Dear Corpora members,
This is a summary of replies I received to my query from 18 Jan:
> For my research on textual manifestations of common knowledge, I am
> looking for a corpus of short English texts based on restricted vocabulary
> (up to ~500 different NP, VP heads), to be used for training machine
> learning tools sensitive to vocabulary size.

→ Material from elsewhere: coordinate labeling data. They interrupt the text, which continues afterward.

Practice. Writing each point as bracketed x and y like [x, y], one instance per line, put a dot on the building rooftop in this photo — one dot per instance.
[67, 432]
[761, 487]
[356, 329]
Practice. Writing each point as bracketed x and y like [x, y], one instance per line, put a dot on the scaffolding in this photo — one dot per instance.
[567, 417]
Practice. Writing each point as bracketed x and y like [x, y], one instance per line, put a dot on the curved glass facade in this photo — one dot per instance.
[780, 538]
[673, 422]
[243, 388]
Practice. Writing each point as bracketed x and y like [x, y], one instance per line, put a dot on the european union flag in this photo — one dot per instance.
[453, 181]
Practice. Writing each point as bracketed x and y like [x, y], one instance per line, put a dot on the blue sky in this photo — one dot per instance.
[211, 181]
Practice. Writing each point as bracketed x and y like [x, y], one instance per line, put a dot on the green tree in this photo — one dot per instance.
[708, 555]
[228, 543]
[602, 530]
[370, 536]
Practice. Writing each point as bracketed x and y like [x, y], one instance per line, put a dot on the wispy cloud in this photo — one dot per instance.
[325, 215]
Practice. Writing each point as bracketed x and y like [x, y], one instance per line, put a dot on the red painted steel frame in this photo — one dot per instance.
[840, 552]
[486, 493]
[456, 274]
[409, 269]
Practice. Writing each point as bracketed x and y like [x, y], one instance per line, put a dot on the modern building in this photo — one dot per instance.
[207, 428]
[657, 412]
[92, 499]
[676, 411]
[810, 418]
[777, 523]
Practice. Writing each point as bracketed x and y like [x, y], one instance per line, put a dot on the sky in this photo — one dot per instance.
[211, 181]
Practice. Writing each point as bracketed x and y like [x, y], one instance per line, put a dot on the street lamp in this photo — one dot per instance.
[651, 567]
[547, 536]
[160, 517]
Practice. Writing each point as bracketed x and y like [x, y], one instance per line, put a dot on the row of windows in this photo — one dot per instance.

I would like to thank Brett Reynolds, Eric Atwell, Joel Walters and Andrew
Harley for providing pointers.
Here is the summary of replies:
(1) Andrew Harley <firstname.lastname@example.org>
from Cambridge University Press suggested using
learner's dictionaries that have definitions based on restricted vocabulary;
for example, Cambridge learner dictionary that can be licensed. More info here:
He also suggested using ELT readers at different levels that might meet
the restricted vocabulary requirement. The first level restricts the
vocabulary to 400 headwords; at his level, there are 6 books of about 30
pages including pictures. It is possible to view samples from the readers
Readers have not yet been licensed for use as a corpus, but
Andrew Harley thinks it might be possible if there is a demand and if the
In a similar spirit, Brett Reynolds <email@example.com> suggested Oxford
Bookworms Series of Graded Readers; more information can be found here:
Some short samples are available from the site.
(2) Joel Walters <firstname.lastname@example.org> has a small corpus of native
English texts collected for an experimental procedure involving writing
syntheses/summaries of two source texts. The corpus totals about 20,000
words and individual texts range from 50-600 words.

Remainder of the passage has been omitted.